The following is a test bed for experimenting with modified TTGIR Triton kernels.
For testing out ragged HSTU try out the run.sh script in the ragged_hstu_test_bed directory:
cd ragged_hstu_test_bed
HSTU_BENCH_EXPERIMENT=4 bash run.sh
By default the run.sh script runs the kernel 3 times to get an average. The output will look like this:
local_gather for TW AND PW: 6% reduction
Running 3 times and printing the average overhead reduction (higher % is better)

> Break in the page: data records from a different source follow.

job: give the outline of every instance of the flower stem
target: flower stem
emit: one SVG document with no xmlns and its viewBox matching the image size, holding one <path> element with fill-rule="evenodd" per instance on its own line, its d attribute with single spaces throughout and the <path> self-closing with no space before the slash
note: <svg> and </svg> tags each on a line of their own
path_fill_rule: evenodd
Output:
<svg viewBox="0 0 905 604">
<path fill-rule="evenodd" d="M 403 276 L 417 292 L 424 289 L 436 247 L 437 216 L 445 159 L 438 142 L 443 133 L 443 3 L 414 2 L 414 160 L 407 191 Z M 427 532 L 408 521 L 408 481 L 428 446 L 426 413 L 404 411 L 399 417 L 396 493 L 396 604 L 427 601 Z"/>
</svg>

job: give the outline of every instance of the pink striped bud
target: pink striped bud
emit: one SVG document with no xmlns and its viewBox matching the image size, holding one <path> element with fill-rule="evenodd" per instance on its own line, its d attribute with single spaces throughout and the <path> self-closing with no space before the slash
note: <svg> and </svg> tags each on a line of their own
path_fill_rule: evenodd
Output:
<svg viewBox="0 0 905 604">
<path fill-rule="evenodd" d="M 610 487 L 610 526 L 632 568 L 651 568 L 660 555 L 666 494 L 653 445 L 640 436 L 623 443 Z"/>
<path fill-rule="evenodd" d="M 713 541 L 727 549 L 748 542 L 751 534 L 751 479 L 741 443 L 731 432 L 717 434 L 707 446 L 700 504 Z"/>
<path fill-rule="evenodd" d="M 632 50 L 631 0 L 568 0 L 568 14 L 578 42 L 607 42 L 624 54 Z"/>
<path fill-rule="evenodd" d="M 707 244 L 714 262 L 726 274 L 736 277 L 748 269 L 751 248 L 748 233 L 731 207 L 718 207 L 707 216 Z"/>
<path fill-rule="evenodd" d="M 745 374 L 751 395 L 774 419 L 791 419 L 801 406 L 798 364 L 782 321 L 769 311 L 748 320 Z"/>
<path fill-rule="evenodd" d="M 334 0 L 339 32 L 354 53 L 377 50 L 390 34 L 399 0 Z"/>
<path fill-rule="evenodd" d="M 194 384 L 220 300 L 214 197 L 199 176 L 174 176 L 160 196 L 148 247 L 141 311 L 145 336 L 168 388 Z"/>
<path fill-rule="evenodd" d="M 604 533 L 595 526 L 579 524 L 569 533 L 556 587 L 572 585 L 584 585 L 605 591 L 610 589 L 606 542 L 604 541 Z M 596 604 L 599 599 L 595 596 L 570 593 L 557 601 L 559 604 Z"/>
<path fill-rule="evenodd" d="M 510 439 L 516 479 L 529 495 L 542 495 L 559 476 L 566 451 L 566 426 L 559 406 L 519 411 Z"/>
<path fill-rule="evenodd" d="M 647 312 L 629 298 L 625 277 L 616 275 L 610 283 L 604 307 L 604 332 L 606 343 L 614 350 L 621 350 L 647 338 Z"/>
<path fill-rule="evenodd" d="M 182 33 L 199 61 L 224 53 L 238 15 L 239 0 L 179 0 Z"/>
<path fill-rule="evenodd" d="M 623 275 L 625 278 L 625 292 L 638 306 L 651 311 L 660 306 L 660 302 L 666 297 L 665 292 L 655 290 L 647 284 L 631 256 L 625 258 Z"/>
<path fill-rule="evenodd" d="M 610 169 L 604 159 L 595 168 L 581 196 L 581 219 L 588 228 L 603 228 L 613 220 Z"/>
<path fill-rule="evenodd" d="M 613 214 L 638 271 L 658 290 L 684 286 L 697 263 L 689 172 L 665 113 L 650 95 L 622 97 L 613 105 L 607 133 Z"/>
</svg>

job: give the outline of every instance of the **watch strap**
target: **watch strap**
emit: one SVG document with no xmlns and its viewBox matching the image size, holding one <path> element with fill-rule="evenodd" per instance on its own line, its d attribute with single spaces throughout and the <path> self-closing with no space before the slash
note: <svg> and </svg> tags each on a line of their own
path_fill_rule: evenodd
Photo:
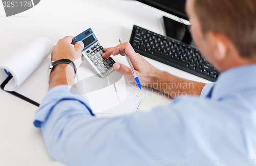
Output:
<svg viewBox="0 0 256 166">
<path fill-rule="evenodd" d="M 51 65 L 50 66 L 50 69 L 52 69 L 53 67 L 54 67 L 56 65 L 61 63 L 67 63 L 71 65 L 74 68 L 74 70 L 75 70 L 75 74 L 76 73 L 77 69 L 75 63 L 73 61 L 68 59 L 61 59 L 56 60 L 56 61 L 52 61 Z"/>
</svg>

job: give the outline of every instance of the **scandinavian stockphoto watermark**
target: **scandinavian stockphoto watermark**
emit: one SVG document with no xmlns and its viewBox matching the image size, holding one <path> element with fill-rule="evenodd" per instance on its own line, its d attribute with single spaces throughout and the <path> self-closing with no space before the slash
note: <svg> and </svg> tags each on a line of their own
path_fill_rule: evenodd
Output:
<svg viewBox="0 0 256 166">
<path fill-rule="evenodd" d="M 127 86 L 127 95 L 129 97 L 133 97 L 135 95 L 134 89 L 137 87 L 137 85 L 134 81 L 130 80 L 128 82 L 129 86 Z M 183 82 L 162 82 L 161 80 L 158 80 L 154 83 L 150 83 L 146 85 L 147 88 L 149 90 L 138 91 L 136 95 L 141 98 L 186 98 L 187 93 L 186 92 L 188 89 L 194 89 L 193 83 Z M 150 87 L 148 88 L 148 87 Z M 162 89 L 162 91 L 159 91 L 155 89 Z"/>
<path fill-rule="evenodd" d="M 179 159 L 165 159 L 163 160 L 155 160 L 152 158 L 148 159 L 148 163 L 150 165 L 255 165 L 254 158 L 239 159 L 239 158 L 228 158 L 226 159 L 216 160 L 200 160 L 200 159 L 189 159 L 182 158 Z"/>
<path fill-rule="evenodd" d="M 15 15 L 34 7 L 40 0 L 2 0 L 7 17 Z"/>
</svg>

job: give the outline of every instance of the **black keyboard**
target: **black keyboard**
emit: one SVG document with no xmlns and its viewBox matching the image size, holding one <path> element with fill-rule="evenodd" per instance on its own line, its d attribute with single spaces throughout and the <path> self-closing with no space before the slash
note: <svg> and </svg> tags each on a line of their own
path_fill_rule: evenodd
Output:
<svg viewBox="0 0 256 166">
<path fill-rule="evenodd" d="M 130 42 L 145 57 L 215 82 L 219 74 L 198 49 L 171 38 L 134 26 Z"/>
</svg>

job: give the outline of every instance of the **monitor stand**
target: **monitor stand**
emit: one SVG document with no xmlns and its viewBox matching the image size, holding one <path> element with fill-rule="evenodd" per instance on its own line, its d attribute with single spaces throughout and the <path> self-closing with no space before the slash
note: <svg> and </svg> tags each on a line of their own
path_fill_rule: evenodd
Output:
<svg viewBox="0 0 256 166">
<path fill-rule="evenodd" d="M 189 26 L 173 19 L 163 16 L 162 22 L 167 36 L 196 47 L 190 33 Z"/>
</svg>

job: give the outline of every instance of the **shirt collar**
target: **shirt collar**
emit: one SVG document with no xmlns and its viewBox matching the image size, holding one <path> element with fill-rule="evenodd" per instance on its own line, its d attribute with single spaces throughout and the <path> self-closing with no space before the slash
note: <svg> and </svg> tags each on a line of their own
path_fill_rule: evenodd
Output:
<svg viewBox="0 0 256 166">
<path fill-rule="evenodd" d="M 211 99 L 219 100 L 225 95 L 248 88 L 256 88 L 256 64 L 230 68 L 221 73 L 216 82 Z"/>
</svg>

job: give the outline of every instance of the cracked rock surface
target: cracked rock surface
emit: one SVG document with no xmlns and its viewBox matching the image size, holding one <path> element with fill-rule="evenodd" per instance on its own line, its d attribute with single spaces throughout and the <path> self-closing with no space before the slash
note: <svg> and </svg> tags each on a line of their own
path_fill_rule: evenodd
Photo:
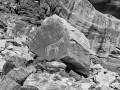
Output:
<svg viewBox="0 0 120 90">
<path fill-rule="evenodd" d="M 88 0 L 0 0 L 0 90 L 119 90 L 119 27 Z"/>
</svg>

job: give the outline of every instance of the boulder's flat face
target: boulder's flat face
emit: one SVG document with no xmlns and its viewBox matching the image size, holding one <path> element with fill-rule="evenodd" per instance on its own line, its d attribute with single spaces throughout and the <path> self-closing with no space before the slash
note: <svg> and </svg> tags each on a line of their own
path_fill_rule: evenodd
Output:
<svg viewBox="0 0 120 90">
<path fill-rule="evenodd" d="M 92 50 L 90 51 L 88 39 L 57 15 L 43 21 L 28 45 L 31 51 L 47 60 L 70 56 L 83 66 L 90 65 Z"/>
</svg>

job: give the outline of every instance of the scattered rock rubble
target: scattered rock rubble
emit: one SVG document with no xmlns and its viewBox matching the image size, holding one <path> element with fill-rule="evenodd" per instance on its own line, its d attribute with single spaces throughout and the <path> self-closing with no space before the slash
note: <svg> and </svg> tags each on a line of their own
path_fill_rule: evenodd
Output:
<svg viewBox="0 0 120 90">
<path fill-rule="evenodd" d="M 0 13 L 0 90 L 120 89 L 118 19 L 87 0 L 8 2 Z M 27 7 L 41 4 L 49 10 L 36 20 L 38 9 L 30 15 Z"/>
</svg>

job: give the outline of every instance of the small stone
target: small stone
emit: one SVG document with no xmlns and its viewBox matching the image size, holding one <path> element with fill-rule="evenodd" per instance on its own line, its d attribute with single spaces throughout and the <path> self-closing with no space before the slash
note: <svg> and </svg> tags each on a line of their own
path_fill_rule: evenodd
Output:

Overriding kernel with file _ragged_hstu_attn_fwd.ttgir
P50 latency is 1.36168 ms
P20 latency is 1.35772 ms
P80 latency is 1.36673 ms
P50 latency is 1.36346 ms
P20 latency is 1.35869 ms
P80 latency is 1.36879 ms
P50 latency is 1.36536 ms
P20 latency is 1.35964 ms
P80 latency is 1.37253 ms
TOTAL RUNNING TIME FOR ALL 3x3 RUNS: 12.27460
Overhead Reduction for HSTU: 5.77649225346220305200%
For AMD targets use USE_ROCM=1
and to only run the benchmark once use RUN_ONCE=1
If you're curious about the HSTU_BENCH_EXPERIMENT
number, read the run.sh script code, but heres a run down:
These are all 64x64 num_stages=2 num_warps=4:
HSTU_BENCH_EXPERIMENT=1: DROP masks for TW and PW tl.loads
HSTU_BENCH_EXPERIMENT=2: TW with local_gather
HSTU_BENCH_EXPERIMENT=3: TW with local_gather, drop PW mask
HSTU_BENCH_EXPERIMENT=4: local_gather for TW AND PW
HSTU_BENCH_EXPERIMENT=5: Original HSTU TTGIR Unmodified
HSTU_BENCH_EXPERIMENT=6: local_gather for PW
HSTU_BENCH_EXPERIMENT=7: local_gather for TW AND PW, PW no mask
HSTU_BENCH_EXPERIMENT=8: local_gather for TW AND PW, no mask for either
HSTU_BENCH_EXPERIMENT=9: local_gather for TW AND PW, TW no mask
Tile Size 128x128:
HSTU_BENCH_EXPERIMENT=4128: local_gather for TW AND PW
HSTU_BENCH_EXPERIMENT=5128: Original HSTU Kernel
Tile Size 32x32 num_stages=2 num_warps=2:
HSTU_BENCH_EXPERIMENT=432: local_gather for TW AND PW
HSTU_BENCH_EXPERIMENT=532: Original HSTU Kernel